The Easiest Ways to Cook Broccoli: How To Cook Broccoli, 5 Ways

This green veggie is super versatile when it comes to cooking. Steamed, sautéed, roasted, stir-fried, or even puréed into a sauce — pick your favorite, and have at it. And while it makes a good side dish when cooked, broccoli can easily be used raw in salads and crudités.

Broccolini
(Image credit: Kelli Foster)

More About Broccolini

While it might look like it, Broccolini is not baby broccoli. This lanky vegetable is a hybrid; first created in 1993, it's a cross between broccoli and Chinese broccoli. It has small florets, long stalks, and a few small leaves — all of which are edible.

Compared to the bitter flavor of regular broccoli, Broccolini is more mild, with a sweet, earthy taste. And while it can be eaten raw, Broccolini is best when cooked. It can be sautéed, steamed, roasted, and grilled.

Broccoli rabe.
(Image credit: Kelli Foster)

More About Broccoli Rabe

Broccoli rabe isn't actually related to broccoli. Instead, it's closely related to the turnip. And the best way to approach it is just as you would with bitter leafy greens, like mustard greens or turnip greens.
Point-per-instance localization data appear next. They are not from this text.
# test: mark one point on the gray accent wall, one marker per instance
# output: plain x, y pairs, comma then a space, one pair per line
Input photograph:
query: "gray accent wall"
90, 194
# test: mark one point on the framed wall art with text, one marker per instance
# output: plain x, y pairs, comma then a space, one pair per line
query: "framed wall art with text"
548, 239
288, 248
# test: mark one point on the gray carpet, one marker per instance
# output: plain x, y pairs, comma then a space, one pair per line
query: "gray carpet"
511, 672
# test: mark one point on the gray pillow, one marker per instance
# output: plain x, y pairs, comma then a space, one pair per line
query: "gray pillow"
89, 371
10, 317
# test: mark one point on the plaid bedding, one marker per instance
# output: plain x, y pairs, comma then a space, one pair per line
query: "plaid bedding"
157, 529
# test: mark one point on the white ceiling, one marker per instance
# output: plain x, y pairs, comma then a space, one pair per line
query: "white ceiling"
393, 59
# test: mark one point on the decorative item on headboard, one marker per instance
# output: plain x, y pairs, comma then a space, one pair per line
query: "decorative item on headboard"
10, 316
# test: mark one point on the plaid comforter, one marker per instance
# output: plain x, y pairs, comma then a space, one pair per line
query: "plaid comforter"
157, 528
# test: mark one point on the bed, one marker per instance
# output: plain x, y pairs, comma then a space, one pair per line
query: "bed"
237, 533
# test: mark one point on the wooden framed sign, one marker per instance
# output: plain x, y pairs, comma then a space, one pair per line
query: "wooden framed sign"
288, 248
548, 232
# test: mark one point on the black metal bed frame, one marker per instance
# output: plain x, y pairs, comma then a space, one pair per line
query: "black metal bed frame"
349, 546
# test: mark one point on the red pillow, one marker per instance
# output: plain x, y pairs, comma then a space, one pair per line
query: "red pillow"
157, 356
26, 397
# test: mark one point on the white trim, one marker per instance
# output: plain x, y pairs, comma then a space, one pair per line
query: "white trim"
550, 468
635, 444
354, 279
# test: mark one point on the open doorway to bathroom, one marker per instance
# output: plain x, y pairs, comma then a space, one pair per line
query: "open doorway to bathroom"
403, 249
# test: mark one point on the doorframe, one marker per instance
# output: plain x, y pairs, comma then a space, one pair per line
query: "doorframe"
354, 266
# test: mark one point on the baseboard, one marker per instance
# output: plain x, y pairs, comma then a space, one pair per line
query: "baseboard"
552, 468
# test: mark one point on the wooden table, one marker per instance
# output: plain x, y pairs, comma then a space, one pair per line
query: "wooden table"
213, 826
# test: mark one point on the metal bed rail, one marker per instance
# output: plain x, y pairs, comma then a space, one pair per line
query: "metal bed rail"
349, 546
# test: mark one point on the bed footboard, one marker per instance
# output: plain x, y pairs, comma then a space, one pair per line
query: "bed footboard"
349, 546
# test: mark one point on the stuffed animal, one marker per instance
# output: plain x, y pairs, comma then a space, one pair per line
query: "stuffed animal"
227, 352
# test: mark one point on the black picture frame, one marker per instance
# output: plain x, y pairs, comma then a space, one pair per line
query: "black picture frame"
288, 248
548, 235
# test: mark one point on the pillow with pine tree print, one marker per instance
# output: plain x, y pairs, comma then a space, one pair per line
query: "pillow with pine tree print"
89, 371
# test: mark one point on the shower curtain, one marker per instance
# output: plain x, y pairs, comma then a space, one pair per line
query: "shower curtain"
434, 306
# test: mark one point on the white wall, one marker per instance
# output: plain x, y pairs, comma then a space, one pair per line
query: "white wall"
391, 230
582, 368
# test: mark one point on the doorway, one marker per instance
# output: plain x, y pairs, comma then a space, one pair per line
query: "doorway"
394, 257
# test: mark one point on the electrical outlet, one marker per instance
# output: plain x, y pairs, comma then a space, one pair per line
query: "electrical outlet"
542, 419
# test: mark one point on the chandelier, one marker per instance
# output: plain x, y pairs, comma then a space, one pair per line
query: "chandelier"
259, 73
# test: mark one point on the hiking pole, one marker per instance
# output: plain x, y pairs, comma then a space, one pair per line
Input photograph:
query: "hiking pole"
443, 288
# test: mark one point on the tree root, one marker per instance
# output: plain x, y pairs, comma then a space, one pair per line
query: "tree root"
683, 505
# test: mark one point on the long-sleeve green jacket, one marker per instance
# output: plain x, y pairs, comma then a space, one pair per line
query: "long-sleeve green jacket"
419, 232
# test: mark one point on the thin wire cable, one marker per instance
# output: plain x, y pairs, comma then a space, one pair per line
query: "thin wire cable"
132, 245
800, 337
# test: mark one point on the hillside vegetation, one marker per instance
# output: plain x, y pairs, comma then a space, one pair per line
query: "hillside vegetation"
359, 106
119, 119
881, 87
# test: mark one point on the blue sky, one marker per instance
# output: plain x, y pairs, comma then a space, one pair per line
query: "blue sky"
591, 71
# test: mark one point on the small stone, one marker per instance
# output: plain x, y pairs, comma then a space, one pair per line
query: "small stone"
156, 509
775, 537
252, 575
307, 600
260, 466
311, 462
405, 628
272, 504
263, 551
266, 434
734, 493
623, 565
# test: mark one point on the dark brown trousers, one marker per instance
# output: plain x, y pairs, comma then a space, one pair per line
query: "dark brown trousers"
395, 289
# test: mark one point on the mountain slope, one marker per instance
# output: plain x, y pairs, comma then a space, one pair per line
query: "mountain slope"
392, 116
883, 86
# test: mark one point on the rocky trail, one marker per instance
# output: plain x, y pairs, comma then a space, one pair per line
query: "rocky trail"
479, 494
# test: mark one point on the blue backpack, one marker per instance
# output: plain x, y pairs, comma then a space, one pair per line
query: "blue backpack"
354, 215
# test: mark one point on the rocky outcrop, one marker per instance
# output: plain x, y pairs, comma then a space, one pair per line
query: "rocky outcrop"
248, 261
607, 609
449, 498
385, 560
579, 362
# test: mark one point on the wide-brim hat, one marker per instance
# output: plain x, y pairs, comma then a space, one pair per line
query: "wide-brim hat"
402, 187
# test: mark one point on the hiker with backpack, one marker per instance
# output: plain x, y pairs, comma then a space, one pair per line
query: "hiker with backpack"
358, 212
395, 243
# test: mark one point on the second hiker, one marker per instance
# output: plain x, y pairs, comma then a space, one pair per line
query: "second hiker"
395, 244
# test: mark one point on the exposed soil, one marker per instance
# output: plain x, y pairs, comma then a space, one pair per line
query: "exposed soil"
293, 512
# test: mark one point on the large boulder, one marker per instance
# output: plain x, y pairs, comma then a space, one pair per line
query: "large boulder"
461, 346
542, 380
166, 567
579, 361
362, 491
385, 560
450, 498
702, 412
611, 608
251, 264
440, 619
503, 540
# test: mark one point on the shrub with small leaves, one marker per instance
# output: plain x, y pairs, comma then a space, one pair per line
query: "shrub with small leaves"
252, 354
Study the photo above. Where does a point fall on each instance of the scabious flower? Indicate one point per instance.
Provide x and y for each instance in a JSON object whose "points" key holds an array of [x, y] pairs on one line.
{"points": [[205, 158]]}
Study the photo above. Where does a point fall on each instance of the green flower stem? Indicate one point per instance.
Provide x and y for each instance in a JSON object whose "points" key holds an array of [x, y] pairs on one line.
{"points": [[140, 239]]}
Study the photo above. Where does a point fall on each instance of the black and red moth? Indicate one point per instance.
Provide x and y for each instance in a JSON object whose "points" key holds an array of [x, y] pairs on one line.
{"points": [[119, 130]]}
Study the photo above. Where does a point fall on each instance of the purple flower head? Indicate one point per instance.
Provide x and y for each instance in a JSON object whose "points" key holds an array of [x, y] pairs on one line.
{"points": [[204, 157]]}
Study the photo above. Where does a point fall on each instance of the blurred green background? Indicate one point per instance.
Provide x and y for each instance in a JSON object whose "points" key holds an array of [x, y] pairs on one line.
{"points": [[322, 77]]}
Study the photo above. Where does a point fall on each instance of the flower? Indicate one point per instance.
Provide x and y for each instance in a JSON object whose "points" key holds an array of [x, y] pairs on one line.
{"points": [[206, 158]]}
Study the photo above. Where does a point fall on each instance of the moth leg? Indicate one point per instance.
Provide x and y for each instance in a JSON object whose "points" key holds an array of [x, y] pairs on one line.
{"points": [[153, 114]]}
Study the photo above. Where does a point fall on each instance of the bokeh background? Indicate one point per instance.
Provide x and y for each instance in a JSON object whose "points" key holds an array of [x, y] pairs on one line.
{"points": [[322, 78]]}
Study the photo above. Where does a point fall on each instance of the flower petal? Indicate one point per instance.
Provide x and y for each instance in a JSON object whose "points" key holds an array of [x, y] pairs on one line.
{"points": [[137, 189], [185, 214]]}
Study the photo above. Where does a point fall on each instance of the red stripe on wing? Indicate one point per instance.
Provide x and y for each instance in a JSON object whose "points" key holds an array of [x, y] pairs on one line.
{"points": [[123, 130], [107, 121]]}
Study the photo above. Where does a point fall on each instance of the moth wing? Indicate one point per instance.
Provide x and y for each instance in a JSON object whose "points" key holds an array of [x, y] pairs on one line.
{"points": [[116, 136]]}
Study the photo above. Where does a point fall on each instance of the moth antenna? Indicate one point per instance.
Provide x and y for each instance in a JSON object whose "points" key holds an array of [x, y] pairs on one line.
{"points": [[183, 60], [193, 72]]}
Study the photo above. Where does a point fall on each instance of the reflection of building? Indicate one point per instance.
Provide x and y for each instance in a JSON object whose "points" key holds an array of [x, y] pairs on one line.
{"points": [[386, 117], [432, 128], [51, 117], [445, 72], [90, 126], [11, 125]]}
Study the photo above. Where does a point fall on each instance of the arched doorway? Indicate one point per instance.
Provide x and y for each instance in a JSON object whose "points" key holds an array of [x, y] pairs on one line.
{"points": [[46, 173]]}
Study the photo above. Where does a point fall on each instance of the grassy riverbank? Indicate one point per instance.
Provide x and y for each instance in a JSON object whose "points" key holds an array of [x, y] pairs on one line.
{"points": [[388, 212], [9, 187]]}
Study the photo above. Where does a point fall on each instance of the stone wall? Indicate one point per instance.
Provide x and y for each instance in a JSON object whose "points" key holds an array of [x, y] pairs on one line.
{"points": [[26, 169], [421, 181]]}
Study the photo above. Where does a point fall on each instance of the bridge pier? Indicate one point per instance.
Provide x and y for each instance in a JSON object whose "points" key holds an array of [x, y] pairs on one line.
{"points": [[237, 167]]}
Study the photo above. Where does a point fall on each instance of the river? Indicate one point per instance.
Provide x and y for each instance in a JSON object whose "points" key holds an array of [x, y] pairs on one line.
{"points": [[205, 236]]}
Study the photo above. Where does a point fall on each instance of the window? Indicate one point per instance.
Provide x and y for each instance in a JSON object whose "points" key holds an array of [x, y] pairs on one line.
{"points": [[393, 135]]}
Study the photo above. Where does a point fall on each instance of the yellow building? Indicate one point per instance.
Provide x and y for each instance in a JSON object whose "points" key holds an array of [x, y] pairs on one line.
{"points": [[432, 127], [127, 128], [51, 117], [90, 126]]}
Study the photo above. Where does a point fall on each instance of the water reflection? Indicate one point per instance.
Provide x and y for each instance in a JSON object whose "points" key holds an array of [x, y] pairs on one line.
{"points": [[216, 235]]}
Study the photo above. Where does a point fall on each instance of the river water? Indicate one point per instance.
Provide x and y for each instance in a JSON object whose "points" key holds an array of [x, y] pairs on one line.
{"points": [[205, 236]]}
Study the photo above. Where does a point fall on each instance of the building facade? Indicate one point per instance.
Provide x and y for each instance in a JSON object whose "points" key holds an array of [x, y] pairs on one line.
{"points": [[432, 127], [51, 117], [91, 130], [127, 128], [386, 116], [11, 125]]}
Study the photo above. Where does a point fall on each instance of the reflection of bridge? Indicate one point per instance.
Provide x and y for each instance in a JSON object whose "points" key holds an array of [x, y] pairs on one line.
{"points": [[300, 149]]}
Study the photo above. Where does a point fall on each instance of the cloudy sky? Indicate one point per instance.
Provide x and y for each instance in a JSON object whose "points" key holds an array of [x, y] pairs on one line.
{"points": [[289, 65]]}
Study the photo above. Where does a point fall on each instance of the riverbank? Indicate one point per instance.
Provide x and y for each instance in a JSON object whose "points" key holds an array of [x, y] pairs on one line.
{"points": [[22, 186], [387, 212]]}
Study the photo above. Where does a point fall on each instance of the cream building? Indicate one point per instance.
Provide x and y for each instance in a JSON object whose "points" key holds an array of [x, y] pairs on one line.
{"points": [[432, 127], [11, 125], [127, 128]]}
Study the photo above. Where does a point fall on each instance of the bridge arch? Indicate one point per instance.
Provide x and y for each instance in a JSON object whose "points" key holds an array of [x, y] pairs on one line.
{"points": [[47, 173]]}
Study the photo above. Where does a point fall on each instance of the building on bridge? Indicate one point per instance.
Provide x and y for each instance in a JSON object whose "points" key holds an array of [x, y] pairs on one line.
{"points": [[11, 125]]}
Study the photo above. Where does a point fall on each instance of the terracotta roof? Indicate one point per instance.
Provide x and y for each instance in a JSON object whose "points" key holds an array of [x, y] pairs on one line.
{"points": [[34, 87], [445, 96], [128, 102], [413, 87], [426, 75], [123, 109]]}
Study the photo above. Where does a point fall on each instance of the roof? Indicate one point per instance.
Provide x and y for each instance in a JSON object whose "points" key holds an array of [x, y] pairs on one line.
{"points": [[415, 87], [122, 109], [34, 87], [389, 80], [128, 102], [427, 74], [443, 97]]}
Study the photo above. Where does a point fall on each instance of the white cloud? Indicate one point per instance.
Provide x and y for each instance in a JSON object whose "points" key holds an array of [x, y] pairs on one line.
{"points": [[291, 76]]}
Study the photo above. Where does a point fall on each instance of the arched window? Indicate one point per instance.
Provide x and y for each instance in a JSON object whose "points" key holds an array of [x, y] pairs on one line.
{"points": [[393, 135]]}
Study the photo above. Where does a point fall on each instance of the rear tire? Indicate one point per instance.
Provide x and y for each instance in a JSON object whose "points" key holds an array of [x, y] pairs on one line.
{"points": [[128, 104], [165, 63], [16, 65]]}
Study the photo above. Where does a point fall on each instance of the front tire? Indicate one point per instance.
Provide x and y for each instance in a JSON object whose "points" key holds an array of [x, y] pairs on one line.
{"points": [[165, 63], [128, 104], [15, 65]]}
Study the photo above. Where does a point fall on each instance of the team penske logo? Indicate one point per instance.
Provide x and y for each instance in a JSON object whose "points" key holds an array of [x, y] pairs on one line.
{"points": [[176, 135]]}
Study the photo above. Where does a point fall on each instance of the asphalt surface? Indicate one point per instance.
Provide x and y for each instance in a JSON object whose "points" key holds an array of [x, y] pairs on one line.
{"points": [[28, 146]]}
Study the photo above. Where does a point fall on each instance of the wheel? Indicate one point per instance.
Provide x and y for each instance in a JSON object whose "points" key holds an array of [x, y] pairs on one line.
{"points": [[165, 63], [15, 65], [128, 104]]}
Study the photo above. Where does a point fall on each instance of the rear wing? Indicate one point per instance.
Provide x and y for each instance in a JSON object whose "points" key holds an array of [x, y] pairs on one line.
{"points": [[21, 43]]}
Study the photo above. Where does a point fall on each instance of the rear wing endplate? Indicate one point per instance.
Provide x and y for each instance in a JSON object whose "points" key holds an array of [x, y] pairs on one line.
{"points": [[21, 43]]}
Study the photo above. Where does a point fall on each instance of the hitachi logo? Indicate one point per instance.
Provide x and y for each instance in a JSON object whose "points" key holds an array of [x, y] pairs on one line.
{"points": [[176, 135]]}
This long, slender vegetable, which may also be referred to as broccoli raab and is similar to rapini, has thin stalks with deep-green leaves and small buds that resemble broccoli florets. Broccoli rabe is sold fresh in grocery stores and farmers markets, and is at its peak in the cold months of winter.

Although the flavor mellows somewhat as it cooks, broccoli rabe has a bitter taste that's also a bit earthy and nutty. It's particularly popular in Italian cuisine, and best when sautéed or blanched to soften the stalks and leaves.

Chinese broccoli
(Image credit: Christine Gallary)

More About Chinese Broccoli

Chinese broccoli — also known as kai-lan, gai-lan, and Chinese kale — is a leafy green vegetable closely related to thick-stemmed broccoli, cabbage, and Brussels sprouts. It has flat leaves, thick stems, and tiny florets.

Widely eaten in Chinese, Vietnamese, and Thai cuisine, Chinese broccoli has a slightly bitter and earthy taste, and is best after a quick steam or sauté, or in a stir-fry. It may prove tough to find Chinese broccoli in large grocery stores, so check your local Asian market, which is more likely to carry it.

Can They Be Used Interchangeably?

The short answer is yes, but there are a few caveats.

Because they vary in size and shape, certain swaps work better than others. If you're focused on florets, broccoli and Broccolini can easily be used interchangeably. If you're cooking with the broccoli stalk, Chinese broccoli also has a thick stem and makes a good substitute. And if the leafy greens are what you're after, broccoli rabe and Chinese broccoli can be used for one another. Do keep in mind that you may have to adjust the cook time to account for the swap.